Na Democracia Liberal os requisitos da democracia eleitoral são atendidos; existem restrições judiciais e legislativas ao executivo, juntamente com a proteção das liberdades civis e a igualdade perante a lei.
A principal diferença é que a democracia eleitoral foca na eleição de representantes , no direito de votar e ser votado, enquanto a Democracia Liberal assegura freios e contrapesos como um judiciário forte e independente e liberdade de imprensa.
No regime de Autocracia Eleitoral existem eleições multipartidárias para o executivo mas não são livres e nem justas, são manipuladas, desiguais ou a oposição é perseguida; o poder é concentrado e as liberdades civis essenciais são restritas.
Na Autocracia Fechada não tem eleições multipartidárias para o executivo e não há componentes democráticos fundamentais. Não tem liberdade de expressão. Não tem liberdade de associação e nem eleições livres e justas.
A principal diferença entre as duas autocracias é a existência de eleições na autocracia eleitoral. Mas são eleições sem garantias democráticas, sem liberdade, justiça, competitividade, enquanto a autocracia fechada não realiza eleições multipartidárias significativas para o executivo.

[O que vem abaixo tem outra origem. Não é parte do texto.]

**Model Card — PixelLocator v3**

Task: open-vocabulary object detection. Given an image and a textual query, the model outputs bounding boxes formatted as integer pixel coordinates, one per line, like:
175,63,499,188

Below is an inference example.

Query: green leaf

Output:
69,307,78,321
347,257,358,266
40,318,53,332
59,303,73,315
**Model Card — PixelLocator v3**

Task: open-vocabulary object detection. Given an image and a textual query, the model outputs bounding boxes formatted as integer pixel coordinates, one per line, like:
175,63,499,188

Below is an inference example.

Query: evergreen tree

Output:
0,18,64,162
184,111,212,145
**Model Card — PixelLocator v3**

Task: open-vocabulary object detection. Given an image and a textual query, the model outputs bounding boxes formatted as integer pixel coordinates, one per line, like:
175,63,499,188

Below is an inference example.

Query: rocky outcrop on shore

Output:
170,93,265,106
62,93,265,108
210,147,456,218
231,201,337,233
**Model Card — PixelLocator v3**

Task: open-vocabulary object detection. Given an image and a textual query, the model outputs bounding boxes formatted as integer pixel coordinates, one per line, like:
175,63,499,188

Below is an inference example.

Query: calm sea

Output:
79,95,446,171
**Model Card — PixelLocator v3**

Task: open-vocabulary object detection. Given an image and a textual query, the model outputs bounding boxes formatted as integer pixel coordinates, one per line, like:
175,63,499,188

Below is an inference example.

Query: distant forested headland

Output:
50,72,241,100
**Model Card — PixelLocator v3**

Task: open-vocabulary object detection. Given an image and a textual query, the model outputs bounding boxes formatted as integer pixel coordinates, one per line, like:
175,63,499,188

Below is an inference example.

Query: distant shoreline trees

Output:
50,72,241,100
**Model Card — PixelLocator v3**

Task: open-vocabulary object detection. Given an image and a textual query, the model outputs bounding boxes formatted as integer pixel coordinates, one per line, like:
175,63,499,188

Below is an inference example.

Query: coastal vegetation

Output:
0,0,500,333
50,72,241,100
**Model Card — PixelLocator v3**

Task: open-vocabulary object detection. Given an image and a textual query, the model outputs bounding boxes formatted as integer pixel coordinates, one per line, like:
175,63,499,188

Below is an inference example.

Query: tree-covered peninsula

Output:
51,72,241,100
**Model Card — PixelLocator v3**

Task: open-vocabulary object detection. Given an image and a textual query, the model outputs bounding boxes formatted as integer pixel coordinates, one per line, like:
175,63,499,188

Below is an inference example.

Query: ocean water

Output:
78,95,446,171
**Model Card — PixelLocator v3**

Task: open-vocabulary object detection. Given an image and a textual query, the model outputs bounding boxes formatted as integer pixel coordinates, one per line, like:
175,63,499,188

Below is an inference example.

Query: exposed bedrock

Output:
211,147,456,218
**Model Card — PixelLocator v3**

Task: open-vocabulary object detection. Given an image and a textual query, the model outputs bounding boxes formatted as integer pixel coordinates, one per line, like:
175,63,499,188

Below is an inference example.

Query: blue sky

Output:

As autocracias são regimes autoritários, que concentram o poder nas mãos de um líder, suprimem as liberdades civis, oposições e direitos políticos e caracterizam-se por censura e perseguição a opositores.
Muitos dos países que se tornaram autocratizados são países com grandes populações, como Índia, Indonésia, México, Paquistão, Reino Unido e Estados Unidos.